MARKET FORCES DRIVE CONSOLIDATION

Q: Are we likely to see more M&A activity?

“There is already a lot going on, keeping in mind that there’s a finite number of companies left with which to consolidate.”
Gavin Woods

Woods: The expectation is that there will continue to be a lot of M&A activity—there is already a lot going on, keeping in mind that there’s a finite number of companies left with which to consolidate. What’s driving that is opportunity—in part, companies taking advantage of the existing financial conditions.

Kelly: When we’re having conversations with some of the PE houses that are looking to potentially enter the market in 2021, the question they are asking themselves is whether to start up as a brand new shell or look to acquire something, either a piece of an existing organisation, or an actual company itself to get you straight into the market, if you buy the right business.

When we think about what’s likely to drive M&A in the immediate term, it is that ability to quickly access the market that attracts incoming capital to some of these existing companies.

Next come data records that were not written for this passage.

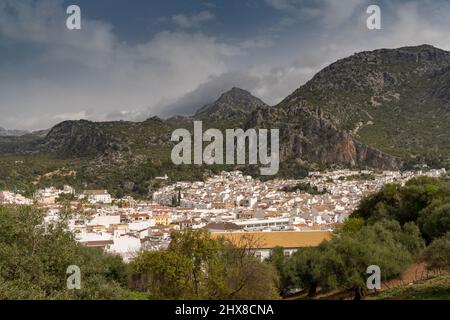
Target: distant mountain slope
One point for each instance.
(7, 133)
(233, 104)
(396, 100)
(377, 109)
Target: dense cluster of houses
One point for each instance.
(228, 205)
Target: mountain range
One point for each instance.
(384, 109)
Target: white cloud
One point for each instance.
(194, 20)
(53, 74)
(90, 69)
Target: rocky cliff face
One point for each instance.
(311, 135)
(395, 100)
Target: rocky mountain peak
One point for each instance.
(233, 104)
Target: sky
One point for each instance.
(133, 59)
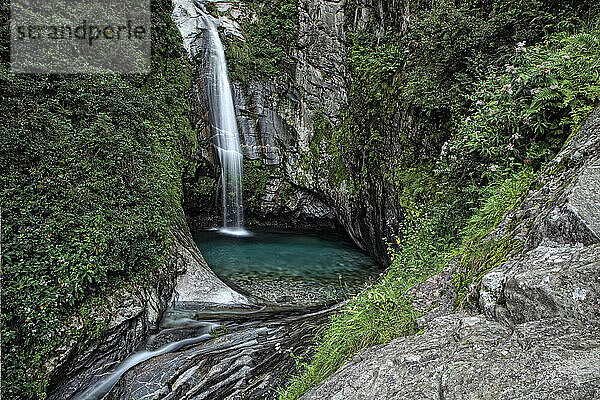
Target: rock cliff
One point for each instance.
(536, 332)
(281, 119)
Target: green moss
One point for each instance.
(266, 52)
(255, 179)
(91, 184)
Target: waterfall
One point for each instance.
(225, 133)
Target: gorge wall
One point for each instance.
(291, 179)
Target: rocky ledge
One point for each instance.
(535, 330)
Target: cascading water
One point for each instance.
(225, 133)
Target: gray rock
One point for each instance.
(539, 336)
(475, 358)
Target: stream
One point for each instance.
(202, 352)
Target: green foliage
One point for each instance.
(449, 72)
(478, 254)
(90, 183)
(269, 40)
(254, 181)
(373, 317)
(381, 312)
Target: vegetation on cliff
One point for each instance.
(90, 184)
(495, 89)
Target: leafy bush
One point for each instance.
(452, 75)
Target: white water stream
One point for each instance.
(225, 132)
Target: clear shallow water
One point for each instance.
(300, 258)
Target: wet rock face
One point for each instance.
(244, 363)
(475, 358)
(276, 119)
(134, 311)
(539, 334)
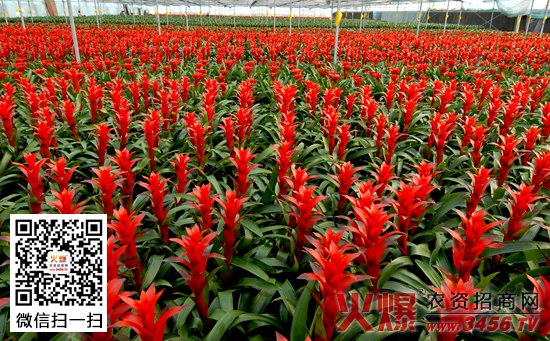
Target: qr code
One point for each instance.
(58, 272)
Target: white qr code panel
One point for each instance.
(58, 272)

Brown: We’ve seen a number of transactions, some have been fairly large. A number of the others are more niche or strategic acquisitions so we’re going to continue to see that, we’re seeing a good pipeline of deals in our practice currently so that’s encouraging.

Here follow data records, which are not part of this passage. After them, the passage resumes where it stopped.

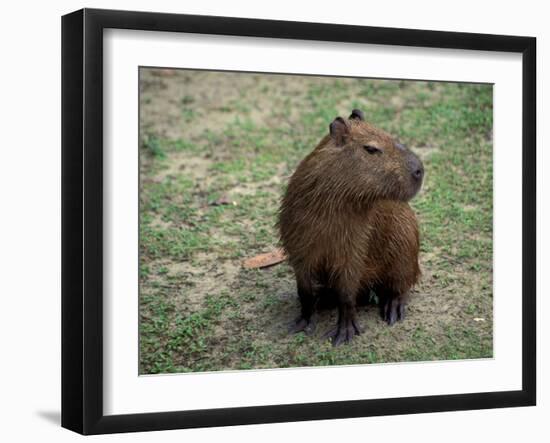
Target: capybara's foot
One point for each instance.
(344, 332)
(393, 310)
(301, 324)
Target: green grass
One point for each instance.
(200, 310)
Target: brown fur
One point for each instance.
(346, 226)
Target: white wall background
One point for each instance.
(30, 219)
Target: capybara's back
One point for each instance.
(345, 223)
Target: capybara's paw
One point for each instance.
(344, 332)
(301, 324)
(393, 310)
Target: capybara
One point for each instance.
(346, 226)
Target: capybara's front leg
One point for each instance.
(347, 326)
(393, 307)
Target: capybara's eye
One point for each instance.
(372, 149)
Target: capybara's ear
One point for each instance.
(357, 114)
(339, 130)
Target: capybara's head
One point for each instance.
(370, 163)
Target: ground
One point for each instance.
(216, 151)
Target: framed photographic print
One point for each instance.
(269, 221)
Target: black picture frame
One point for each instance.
(82, 218)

It’s going to be interesting to see whether the hardening rate environment slows some of the activity on the property casualty side, that’s what you would probably expect, but it’s also the sector that’s seeing a lot of activity right now.

“The question they are asking themselves is whether to start up as a brand new shell or look to acquire something.”
Sean Kelly
“It’s going to be interesting to see whether the hardening rate environment slows some of the activity on the property casualty side.”
David Brown

Some of these new startups are going to be driving some of the activity in that they quickly want to gain scale and take advantage of the hardening market. We talked a lot about the property casualty side of business, and we’re seeing a significant amount of activity on the life reinsurance area as well, which is exciting for Bermuda.

Perez: I agree in terms of the newcomers needing to buy companies because there’s no way they’re going to be able to take advantage of the general renewals.

The problem again is COVID-19 throwing a bit of a monkey wrench in the valuation side, so that has slowed down activity a bit. From what I see on the market the newbies, in order for them to gain scale are going to have to make some acquisitions.

Adderley: I agree that size is important to the amount of capital the insurance company has on startups, and that startups are buying platforms in other jurisdictions, but I wonder how much M&A activity will actually be in Bermuda.

First off, existing players have been so busy raising capital taking advantage of this new hard market, they might not be necessarily focusing on external growth—they’ll be doing internal growth. We’ve seen that with people specifically coming out saying ‘I’m raising capital to take advantage of this market’.

“The problem again is COVID-19 throwing a bit of a monkey wrench in the valuation side, so that has slowed down activity a bit.”
Andre Perez
“I’d be curious to see if there’s a lull for a year and a half, because new startups will be crazy just trying to get systems in place.”
Brad Adderley

On the new startups that will come, will they be big enough players to lead the market? Probably not. I don’t know what the new startups will be, but I don’t think they’re going to be at the Convex size. But they themselves have been so busy trying to implement the structures and management teams and trying to get on to lines of business, they won’t have enough time or capacity to think about who else they could buy, and they’ll be the smaller players in the marketplace.

They could buy stuff externally, but internally, in Bermuda, I don’t know how much M&A we’ll see. We might see rights agreements instead: people taking over people’s books of business without buying the company, but taking the rights to that book of business. That might occur more.

I’d be curious to see if there’s a lull for a year and a half, because new startups will be crazy just trying to get systems in place, and everyone else will be trying to take advantage of the hard market. Plus, in Bermuda, how many more entities are there that you can buy?

Seth: A few years ago, the motivation for M&A was the lack of organic growth opportunities so companies were buying other companies and it was more an expense or efficiency play because they couldn’t go out and underwrite and meet those profitability targets, so they bought other companies and drove the efficiencies that way.

Now, if you’ve got some spare capital, you can underwrite and generate good organic growth going forward. What is driving the M&A now is more PE firms searching for yield. With interest rates being so low, they’re looking around saying ‘what is the best risk-adjusted return?’.

The acquirers are different, and the motivation is different as well.

“What is driving the M&A now is more PE firms searching for yield.”